Es la misma actitud que Puerto Rico vio en la gran depresión, cuando la Iglesia Cristiana recibió el aliento poderoso del Espíritu Santo sobre las vidas que oraban y esperaban en el Señor.  Dios nos otorgó un gozo tan grande, que se compusieron los más bellos himnos a la gloria de Dios.  Himnos que trascienden los tiempos y las edades porque no nacen del dolor, sino de una esperanza que no avergüenza.

La Palabra de Dios confronta lo que los ojos ven con la realidad de Dios que la supera.  Las tristezas nos paralizan y nos ciegan a mucha realidad.  La esperanza nos permite ver las cosas como son y no como las tristezas nos las quieren mostrar.  Yo era pastor en Espinosa en tiempos de grandes retos de todo tipo.  Era estudiante en el Seminario, la iglesia estaba creciendo, estaba atendiendo la obra en Río Lajas y tenía mis retos personales.  La realidad era que todo lo que Dios había puesto en mis manos estaba creciendo.   Tenía la mejor esposa del mundo y Dios nos había regalado a los hijos más deseados que uno pueda tener.  Era feliz en extremo y lleno de la bendición de Dios.  Pero me estaba enfocando en detalles pequeños, que realmente no componen la felicidad.  Tenía estrechez económica y mucho, mucho trabajo.  Cosas que ahora veo, solo me hicieron bien.  Un día estaba lavando un carro que ya tenía que cambiar y no podía cambiar.  Pensaba en todas estas cosas y pasó un caballero que no sé quién es.  Me gritó: “¡Qué buenas están las cosas!”  Yo le pregunté: ¿Qué, qué?  Y me volvió a repetir: ¡Qué buenas están las cosas!  Dejé de lavar el carro y le pregunté: ¿Y por qué usted dice que las cosas están tan buenas?  Me contestó: “Mira como está el mangó tirao en el piso.”  Había un palo de mangó frente a casa y habían muchos mangoes en el suelo.  Siguió diciendo el caballero: “Cuando yo me criaba no había ni un mangó en el suelo.  Los tumbábamos verdes.  ¡Qué buenas están las cosas!”  Mi actitud cambió.  Miré las cosas como son.  Las cosas estaban buenas.   
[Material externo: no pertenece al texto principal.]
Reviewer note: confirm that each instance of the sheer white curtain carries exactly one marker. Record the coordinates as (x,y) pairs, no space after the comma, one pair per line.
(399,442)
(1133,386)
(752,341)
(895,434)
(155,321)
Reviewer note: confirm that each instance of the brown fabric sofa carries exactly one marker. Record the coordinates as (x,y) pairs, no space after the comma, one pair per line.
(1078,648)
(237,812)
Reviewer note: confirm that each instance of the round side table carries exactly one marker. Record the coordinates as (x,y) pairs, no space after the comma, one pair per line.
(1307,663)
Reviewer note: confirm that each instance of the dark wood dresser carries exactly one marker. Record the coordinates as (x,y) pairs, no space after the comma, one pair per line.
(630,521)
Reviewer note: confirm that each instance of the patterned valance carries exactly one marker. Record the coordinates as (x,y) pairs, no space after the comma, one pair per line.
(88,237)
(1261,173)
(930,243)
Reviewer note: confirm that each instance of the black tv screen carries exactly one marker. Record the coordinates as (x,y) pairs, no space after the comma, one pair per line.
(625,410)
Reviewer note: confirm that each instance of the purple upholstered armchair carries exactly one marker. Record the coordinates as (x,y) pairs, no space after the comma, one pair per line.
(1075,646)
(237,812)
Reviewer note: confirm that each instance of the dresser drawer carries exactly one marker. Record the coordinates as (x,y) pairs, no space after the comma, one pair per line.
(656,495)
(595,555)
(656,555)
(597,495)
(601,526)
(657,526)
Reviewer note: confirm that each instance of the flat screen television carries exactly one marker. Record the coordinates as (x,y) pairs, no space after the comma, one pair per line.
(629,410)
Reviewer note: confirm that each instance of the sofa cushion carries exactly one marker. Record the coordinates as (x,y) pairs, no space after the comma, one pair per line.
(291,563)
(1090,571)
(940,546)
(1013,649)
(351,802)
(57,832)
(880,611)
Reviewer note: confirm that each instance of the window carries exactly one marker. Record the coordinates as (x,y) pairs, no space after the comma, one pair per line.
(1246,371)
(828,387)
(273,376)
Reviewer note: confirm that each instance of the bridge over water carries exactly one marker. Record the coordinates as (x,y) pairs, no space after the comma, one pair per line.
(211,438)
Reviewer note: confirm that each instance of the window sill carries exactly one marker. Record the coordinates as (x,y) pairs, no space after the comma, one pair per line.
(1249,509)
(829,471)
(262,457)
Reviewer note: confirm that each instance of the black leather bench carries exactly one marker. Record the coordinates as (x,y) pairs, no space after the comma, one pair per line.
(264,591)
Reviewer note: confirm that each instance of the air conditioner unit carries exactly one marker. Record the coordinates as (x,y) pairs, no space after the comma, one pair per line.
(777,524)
Una palabra puede abrir nuestro entendimiento.  La Palabra de Dios puede abrir el cielo para nosotros.  Habacuc tuvo una gran tristeza y conflicto con la condición de su pueblo y con la realidad de los tiempos adversos que se acercaban.  Pero Dios le habló y la Palabra de Dios le tocó.  Dijo Habacuc: “Oh Jehová, he oído tu palabra, y temí. Oh Jehová, aviva tu obra en medio de los tiempos, en medio de los tiempos hazla conocer; en la ira acuérdate de la misericordia.”   Habacuc sabía que se avecinaba un tiempo más difícil que el que se vivía.  Un ejército enemigo invadiría.  Pero la Palabra de Dios y el Espíritu Santo de Dios habían sembrado la esperanza de un avivamiento en medio de los tiempos.  Eso es lo que Dios hace.  Nos da vida, fe y esperanza en medio de los tiempos adversos.

Al filo del libro Habacuc, señala: “Oí, y se conmovieron mis entrañas; a la voz temblaron mis labios; Pudrición entró en mis huesos, y dentro de mí me estremecí; si bien estaré quieto en el día de la angustia, cuando suba al pueblo el que lo invadirá con sus tropas.   Aunque la higuera no florezca, ni en las vides haya frutos, aunque falte el producto del olivo, y los labrados no den mantenimiento, y las ovejas sean quitadas de la majada, y no haya vacas en los corrales; con todo, yo me alegraré en Jehová, y me gozaré en el Dios de mi salvación.  Jehová el Señor es mi fortaleza, el cual hace mis pies como de ciervas, y en mis alturas me hace andar. “

Esto es lo que le hace falta a Puerto Rico.  Un avivamiento que nos devuelva la esperanza.  Y parte de ese avivamiento nos llega en el testimonio de las vidas que están llenas del poder del Espíritu Santo.

Que Dios nos encuentre unánimes juntos, que soplen los fuertes vientos que avivan la esperanza y que salgamos a decirle a Puerto Rico y al mundo que nuestro Redentor vive.  Que así nos bendiga Dios.